Gary Millar and Phil Campbell have a passion for teaching the Bible book by book in a way that is scripturally faithful and also engaging. The challenge for any preacher lies in working hard to exegete the biblical text in order to preach it in a way that fits your own personality and delivery style, while enabling those listening to think more clearly and deeply about its contemporary relevance in their lives.
There’s no doubt that God by his Holy Spirit works through preaching. There are days when you feel like you delivered a solid word, and there are days when you’re sure the sermon fell completely flat, and yet people can end up acknowledging Christ as Saviour and Lord just as readily despite your own evaluation. It’s easy to blame the listener with “I’m only responsible for what I say, not what you hear” (which is surely highly irresponsible) but even if you’re not a gifted communicator, your task is always to ensure your delivery is clear, simple, and direct.
Phil’s top 10 tips for being clearer include advice like ‘the more you say, the less people remember’, ‘choose the shortest, most ordinary words you can’, and ‘forget everything your English teacher taught you (a.k.a. natural, spoken-but-not-always-correct English is your friend)’. Saving Eutycus equips the preacher with the tools to enable your church family to listen well, in order that God’s Word may bring genuine heart change every week.

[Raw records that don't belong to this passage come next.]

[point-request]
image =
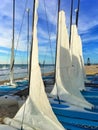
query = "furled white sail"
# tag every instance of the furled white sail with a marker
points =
(36, 113)
(81, 59)
(65, 87)
(77, 59)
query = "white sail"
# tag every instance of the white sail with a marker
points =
(77, 59)
(36, 113)
(65, 87)
(81, 59)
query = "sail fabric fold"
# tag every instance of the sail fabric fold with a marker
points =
(36, 113)
(66, 86)
(77, 59)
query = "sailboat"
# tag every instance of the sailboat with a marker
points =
(12, 83)
(69, 105)
(66, 86)
(36, 113)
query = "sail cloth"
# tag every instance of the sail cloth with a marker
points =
(66, 86)
(36, 113)
(77, 59)
(81, 59)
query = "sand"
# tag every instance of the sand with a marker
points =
(9, 111)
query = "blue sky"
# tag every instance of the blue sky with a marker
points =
(88, 29)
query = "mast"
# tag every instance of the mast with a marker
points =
(32, 41)
(77, 13)
(28, 12)
(12, 49)
(57, 36)
(56, 47)
(71, 12)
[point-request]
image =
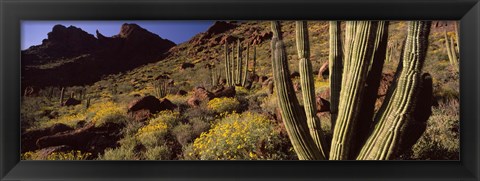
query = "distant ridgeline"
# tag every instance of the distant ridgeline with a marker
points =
(71, 56)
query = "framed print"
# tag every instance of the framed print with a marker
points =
(195, 90)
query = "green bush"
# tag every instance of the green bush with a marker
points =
(441, 140)
(224, 104)
(247, 136)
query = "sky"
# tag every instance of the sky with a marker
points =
(33, 32)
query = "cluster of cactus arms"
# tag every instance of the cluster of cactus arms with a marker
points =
(358, 133)
(215, 75)
(452, 50)
(236, 70)
(245, 72)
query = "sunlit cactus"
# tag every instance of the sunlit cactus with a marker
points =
(308, 87)
(397, 113)
(365, 53)
(292, 115)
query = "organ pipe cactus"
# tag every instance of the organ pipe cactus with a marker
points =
(62, 92)
(336, 66)
(452, 51)
(254, 59)
(161, 88)
(308, 88)
(239, 64)
(365, 51)
(292, 115)
(354, 76)
(245, 73)
(396, 114)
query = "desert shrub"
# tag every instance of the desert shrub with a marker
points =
(152, 134)
(156, 131)
(224, 104)
(183, 133)
(126, 151)
(239, 90)
(199, 126)
(107, 112)
(441, 140)
(247, 136)
(162, 152)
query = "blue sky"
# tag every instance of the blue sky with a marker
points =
(33, 32)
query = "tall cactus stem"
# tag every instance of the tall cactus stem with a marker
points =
(397, 113)
(308, 88)
(62, 92)
(336, 67)
(292, 114)
(355, 73)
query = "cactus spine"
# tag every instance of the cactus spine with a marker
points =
(355, 73)
(254, 59)
(62, 92)
(452, 51)
(292, 115)
(365, 51)
(395, 114)
(308, 88)
(245, 72)
(239, 63)
(227, 65)
(87, 105)
(335, 66)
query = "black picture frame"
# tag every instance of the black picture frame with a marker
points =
(12, 12)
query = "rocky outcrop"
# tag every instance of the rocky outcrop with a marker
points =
(71, 102)
(29, 138)
(141, 109)
(70, 52)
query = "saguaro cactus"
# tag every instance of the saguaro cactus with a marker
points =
(254, 59)
(228, 75)
(62, 92)
(245, 72)
(354, 76)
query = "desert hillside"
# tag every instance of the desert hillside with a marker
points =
(138, 96)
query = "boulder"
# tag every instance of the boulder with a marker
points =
(187, 65)
(202, 94)
(29, 138)
(141, 109)
(225, 92)
(182, 92)
(323, 72)
(71, 102)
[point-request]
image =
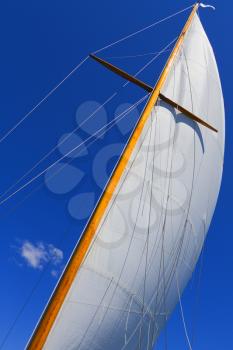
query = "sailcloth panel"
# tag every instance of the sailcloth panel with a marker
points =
(149, 240)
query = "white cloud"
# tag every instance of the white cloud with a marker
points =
(37, 255)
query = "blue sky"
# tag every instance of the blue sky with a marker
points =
(41, 42)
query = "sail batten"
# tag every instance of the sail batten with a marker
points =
(147, 232)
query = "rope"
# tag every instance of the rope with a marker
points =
(9, 132)
(182, 315)
(84, 122)
(121, 116)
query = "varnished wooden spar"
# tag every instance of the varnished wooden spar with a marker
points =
(187, 113)
(53, 308)
(148, 88)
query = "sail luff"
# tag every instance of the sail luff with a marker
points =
(51, 312)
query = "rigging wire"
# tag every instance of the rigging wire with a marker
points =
(138, 55)
(32, 291)
(103, 129)
(182, 315)
(11, 130)
(84, 122)
(143, 29)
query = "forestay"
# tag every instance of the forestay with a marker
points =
(154, 227)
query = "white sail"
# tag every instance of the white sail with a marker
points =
(152, 233)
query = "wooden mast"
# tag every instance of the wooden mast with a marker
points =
(51, 312)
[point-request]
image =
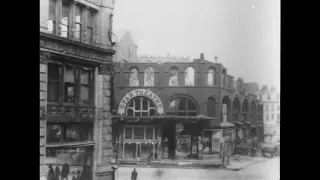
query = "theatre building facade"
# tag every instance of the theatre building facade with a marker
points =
(179, 111)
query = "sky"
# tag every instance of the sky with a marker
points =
(244, 34)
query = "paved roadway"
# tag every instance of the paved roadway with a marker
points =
(267, 170)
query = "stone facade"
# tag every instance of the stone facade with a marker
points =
(43, 102)
(94, 57)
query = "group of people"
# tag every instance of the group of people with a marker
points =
(63, 175)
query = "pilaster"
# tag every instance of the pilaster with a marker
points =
(104, 145)
(43, 110)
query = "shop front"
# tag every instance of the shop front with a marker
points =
(145, 133)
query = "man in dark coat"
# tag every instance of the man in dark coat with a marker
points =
(65, 171)
(51, 173)
(57, 173)
(134, 174)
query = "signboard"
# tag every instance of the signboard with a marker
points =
(140, 92)
(179, 127)
(224, 113)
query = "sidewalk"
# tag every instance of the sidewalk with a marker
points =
(240, 162)
(237, 163)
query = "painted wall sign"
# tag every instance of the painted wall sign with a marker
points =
(140, 92)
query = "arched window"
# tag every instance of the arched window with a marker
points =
(245, 109)
(134, 78)
(141, 106)
(253, 109)
(211, 77)
(182, 106)
(149, 76)
(173, 77)
(211, 107)
(225, 109)
(224, 78)
(236, 109)
(189, 76)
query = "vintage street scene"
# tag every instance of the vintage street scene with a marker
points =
(159, 89)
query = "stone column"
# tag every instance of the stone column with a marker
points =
(104, 148)
(43, 107)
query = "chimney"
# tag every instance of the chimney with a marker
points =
(216, 59)
(201, 56)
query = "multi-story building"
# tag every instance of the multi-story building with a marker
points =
(270, 99)
(167, 108)
(75, 79)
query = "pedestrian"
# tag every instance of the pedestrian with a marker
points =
(51, 173)
(134, 174)
(78, 174)
(57, 173)
(65, 171)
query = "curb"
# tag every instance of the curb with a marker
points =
(238, 169)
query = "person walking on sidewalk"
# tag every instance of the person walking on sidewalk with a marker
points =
(134, 174)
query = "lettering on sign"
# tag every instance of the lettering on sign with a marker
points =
(140, 92)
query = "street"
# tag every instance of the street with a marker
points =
(266, 170)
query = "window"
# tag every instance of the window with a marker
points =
(211, 110)
(54, 72)
(225, 109)
(211, 77)
(245, 109)
(68, 132)
(65, 18)
(236, 109)
(149, 76)
(78, 22)
(189, 76)
(69, 84)
(134, 78)
(52, 17)
(173, 74)
(142, 134)
(90, 25)
(141, 106)
(75, 157)
(182, 106)
(85, 86)
(75, 82)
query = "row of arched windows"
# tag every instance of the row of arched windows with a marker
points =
(186, 106)
(173, 77)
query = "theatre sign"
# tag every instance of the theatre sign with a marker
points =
(140, 92)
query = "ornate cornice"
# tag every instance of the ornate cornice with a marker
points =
(70, 47)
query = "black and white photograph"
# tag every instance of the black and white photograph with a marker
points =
(159, 89)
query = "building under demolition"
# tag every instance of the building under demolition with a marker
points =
(180, 110)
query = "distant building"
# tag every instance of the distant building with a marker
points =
(270, 99)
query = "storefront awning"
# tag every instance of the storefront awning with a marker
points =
(161, 117)
(71, 144)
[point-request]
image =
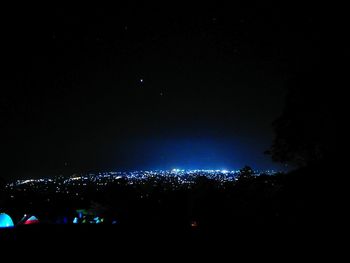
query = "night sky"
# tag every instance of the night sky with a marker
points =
(148, 86)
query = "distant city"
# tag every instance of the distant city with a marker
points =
(177, 178)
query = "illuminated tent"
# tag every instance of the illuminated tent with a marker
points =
(31, 220)
(5, 220)
(28, 220)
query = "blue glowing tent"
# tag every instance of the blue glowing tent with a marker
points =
(5, 220)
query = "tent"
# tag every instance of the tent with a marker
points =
(28, 220)
(5, 220)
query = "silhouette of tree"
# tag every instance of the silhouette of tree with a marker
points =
(306, 131)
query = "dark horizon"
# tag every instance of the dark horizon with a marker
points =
(149, 87)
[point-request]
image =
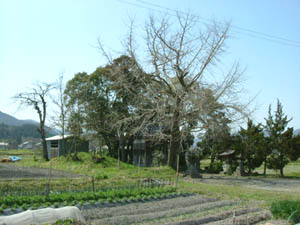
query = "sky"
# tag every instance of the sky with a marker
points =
(41, 39)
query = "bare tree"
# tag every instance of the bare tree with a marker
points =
(183, 85)
(36, 97)
(60, 101)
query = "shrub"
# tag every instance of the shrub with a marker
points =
(287, 209)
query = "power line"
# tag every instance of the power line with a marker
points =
(238, 29)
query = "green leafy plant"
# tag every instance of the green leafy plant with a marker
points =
(287, 209)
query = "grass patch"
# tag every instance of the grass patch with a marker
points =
(107, 169)
(287, 209)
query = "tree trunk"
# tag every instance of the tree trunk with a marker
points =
(175, 141)
(265, 166)
(281, 165)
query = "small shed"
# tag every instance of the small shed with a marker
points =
(59, 145)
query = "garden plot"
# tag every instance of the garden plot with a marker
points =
(194, 209)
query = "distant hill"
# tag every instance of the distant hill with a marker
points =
(12, 127)
(12, 121)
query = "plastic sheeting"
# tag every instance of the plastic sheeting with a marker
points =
(43, 216)
(14, 158)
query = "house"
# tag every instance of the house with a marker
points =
(59, 146)
(3, 145)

One of my biggest takeaways from Gary and Phil was the importance of distilling the passage into one ‘big idea’. As a theology student, I’m always tempted to deliver a paper that includes every interesting thing I can find out about a passage. Old Testament allusions. Eschatological promises. Redemptive-historical trajectories. But to preach a whole string of interesting but highly disjointed ideas in a mosaic of look-what-I-know is nothing more than me showing off, and hardly anyone will go away with a tangible point that is relevant to them today. Phil sums it up best: “it’s easier for your listeners to catch a baseball than a handful of sand”.
With a focus on equipping – not entertaining – Saving Eutychus should be read by theology students and preachers everywhere, then re-read a few times throughout their ministry.